Prakaraṇa 3 · Verse 24
यदा द्रष्टा दृश्यस्य द्रष्टृत्वं प्रविलीयते
yadā draṣṭā dṛśyasya draṣṭṛtvaṃ pravilīyate
When the quality of seeing of the seer dissolves in the seen
This formulation inverts the classic mirror metaphor. Ordinarily, it is said that the mind is a mirror that reflects objects: the draṣṭṛ (witness) remains pure while the dṛśya (objects) pass by. But Vasiṣṭha proposes something more radical: the very quality of “seeing” —draṣṭṛtva— does not belong to a separate subject but is a function of the totality. When this attribution dissolves (vilīyate), what remains is not a subjectless or objectless “seeing”: what remains is what always was, prior to duality.

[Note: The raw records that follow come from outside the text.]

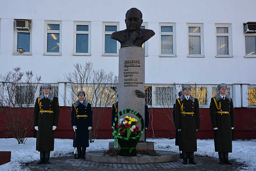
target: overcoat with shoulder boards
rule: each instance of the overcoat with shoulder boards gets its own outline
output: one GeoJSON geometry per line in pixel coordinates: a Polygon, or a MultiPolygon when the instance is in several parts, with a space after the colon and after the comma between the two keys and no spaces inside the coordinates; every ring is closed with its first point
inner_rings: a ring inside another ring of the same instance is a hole
{"type": "Polygon", "coordinates": [[[82,104],[77,100],[72,105],[71,124],[72,127],[73,126],[77,127],[75,132],[74,132],[73,147],[89,147],[89,130],[88,127],[93,127],[93,111],[91,105],[85,100],[83,100],[82,104]]]}
{"type": "Polygon", "coordinates": [[[179,150],[186,153],[196,151],[196,130],[200,126],[198,100],[192,96],[186,100],[182,94],[176,100],[175,113],[175,127],[181,129],[179,132],[179,150]],[[181,112],[194,112],[194,114],[181,112]]]}
{"type": "Polygon", "coordinates": [[[53,126],[58,126],[59,115],[60,106],[57,97],[50,94],[47,98],[45,98],[42,94],[36,99],[33,110],[33,126],[38,126],[36,150],[54,150],[54,131],[53,130],[53,126]],[[53,113],[40,113],[40,111],[53,111],[53,113]]]}
{"type": "Polygon", "coordinates": [[[219,94],[211,100],[210,115],[214,130],[214,145],[215,151],[232,153],[232,127],[234,127],[234,113],[232,98],[225,96],[223,100],[219,94]],[[221,103],[221,106],[220,106],[221,103]],[[217,104],[217,105],[216,105],[217,104]],[[229,113],[216,113],[217,111],[228,111],[229,113]]]}

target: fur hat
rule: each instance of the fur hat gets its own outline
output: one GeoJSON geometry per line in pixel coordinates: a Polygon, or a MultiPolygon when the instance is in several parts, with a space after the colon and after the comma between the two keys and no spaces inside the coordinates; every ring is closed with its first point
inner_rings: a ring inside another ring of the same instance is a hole
{"type": "Polygon", "coordinates": [[[184,91],[186,88],[189,88],[191,90],[191,86],[190,85],[183,85],[182,86],[182,91],[184,91]]]}
{"type": "Polygon", "coordinates": [[[184,92],[182,91],[180,91],[179,92],[179,96],[181,97],[181,95],[182,95],[184,94],[184,92]]]}
{"type": "Polygon", "coordinates": [[[221,83],[221,84],[219,84],[218,86],[217,86],[217,88],[218,90],[219,90],[221,88],[223,88],[223,87],[224,87],[224,88],[228,88],[228,85],[225,83],[221,83]]]}
{"type": "Polygon", "coordinates": [[[85,91],[83,90],[80,90],[80,91],[79,91],[79,92],[77,92],[77,96],[79,96],[79,94],[80,94],[81,93],[83,93],[83,95],[85,95],[85,91]]]}
{"type": "Polygon", "coordinates": [[[43,88],[45,88],[45,87],[47,87],[47,88],[50,88],[50,90],[52,89],[52,85],[50,85],[49,83],[43,83],[42,85],[42,88],[43,89],[43,88]]]}

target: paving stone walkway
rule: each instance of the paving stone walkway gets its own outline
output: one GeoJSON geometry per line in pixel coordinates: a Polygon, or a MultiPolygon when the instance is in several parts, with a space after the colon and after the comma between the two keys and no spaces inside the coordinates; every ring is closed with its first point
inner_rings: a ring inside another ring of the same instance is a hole
{"type": "Polygon", "coordinates": [[[85,159],[74,159],[73,156],[50,159],[50,164],[37,164],[37,161],[27,163],[23,168],[30,170],[241,170],[241,164],[219,164],[219,159],[209,157],[195,156],[197,164],[183,164],[182,159],[173,162],[148,164],[119,164],[98,163],[85,159]]]}

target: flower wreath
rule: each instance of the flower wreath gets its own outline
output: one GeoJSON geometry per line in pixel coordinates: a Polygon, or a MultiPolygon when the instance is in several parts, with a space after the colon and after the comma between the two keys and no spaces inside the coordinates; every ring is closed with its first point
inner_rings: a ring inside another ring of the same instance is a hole
{"type": "Polygon", "coordinates": [[[129,140],[129,139],[131,139],[131,138],[132,138],[132,139],[137,139],[137,138],[140,137],[140,135],[141,135],[141,134],[142,134],[142,132],[143,132],[142,130],[143,130],[144,126],[144,119],[143,119],[143,117],[142,117],[142,116],[141,116],[141,115],[140,115],[139,113],[138,113],[138,112],[137,112],[137,111],[134,111],[134,110],[133,110],[133,109],[124,109],[124,110],[122,110],[122,111],[119,111],[119,112],[117,114],[117,115],[116,115],[116,117],[115,117],[114,120],[115,120],[115,122],[113,123],[113,129],[114,129],[113,136],[114,136],[114,138],[115,138],[115,142],[114,142],[114,147],[115,147],[115,148],[117,148],[117,138],[120,138],[120,139],[121,139],[121,140],[129,140]],[[140,120],[140,123],[141,123],[141,131],[140,131],[140,132],[137,136],[136,136],[135,137],[130,137],[130,138],[129,138],[123,137],[123,136],[121,136],[120,135],[119,133],[118,133],[118,132],[117,132],[117,130],[116,129],[116,126],[115,122],[116,122],[116,121],[118,120],[118,118],[119,118],[120,116],[121,116],[121,115],[124,115],[124,114],[126,114],[126,113],[133,113],[133,114],[135,115],[136,116],[137,116],[137,117],[139,118],[139,119],[140,120]]]}

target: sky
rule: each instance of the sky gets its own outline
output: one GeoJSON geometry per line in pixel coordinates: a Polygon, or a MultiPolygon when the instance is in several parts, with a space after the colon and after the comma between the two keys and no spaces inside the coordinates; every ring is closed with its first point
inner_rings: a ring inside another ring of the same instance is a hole
{"type": "MultiPolygon", "coordinates": [[[[95,140],[89,144],[87,151],[108,150],[108,143],[113,139],[95,140]]],[[[148,142],[155,142],[155,150],[163,150],[179,153],[178,146],[175,145],[175,139],[147,138],[148,142]]],[[[39,161],[39,152],[35,150],[36,139],[29,138],[24,144],[18,144],[14,138],[1,138],[0,151],[12,151],[11,162],[0,166],[0,170],[22,170],[20,164],[39,161]]],[[[198,140],[198,151],[195,155],[218,158],[215,152],[213,140],[198,140]]],[[[256,170],[256,140],[232,142],[233,153],[229,159],[237,162],[243,162],[248,166],[244,170],[256,170]]],[[[51,152],[51,157],[70,155],[74,152],[73,140],[57,139],[54,141],[54,151],[51,152]]]]}

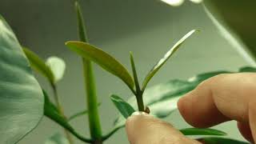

The Yoga Sūtra (III.3) defines samādhi as deśa-bandhaḥ cittasya dārṣṭyohya ekātmatā — when the mind merges into a focal point, the oneness of the seer and the seen. But Vasiṣṭha requires no deśa — no focal point — nor a process of merging. The dissolution is recognition, not transformation. They do not become one because they always were one; only the erroneous attribution of draṣṭṛtva to an imagined subject maintained the appearance of separation.
In nistaraṅga stillness, objects continue to be seen — perception functions — but there is no longer one who “sees” as an act separate from “being seen.” It is the dance without a dancer, the mirror that does not reflect but simply is its own surface.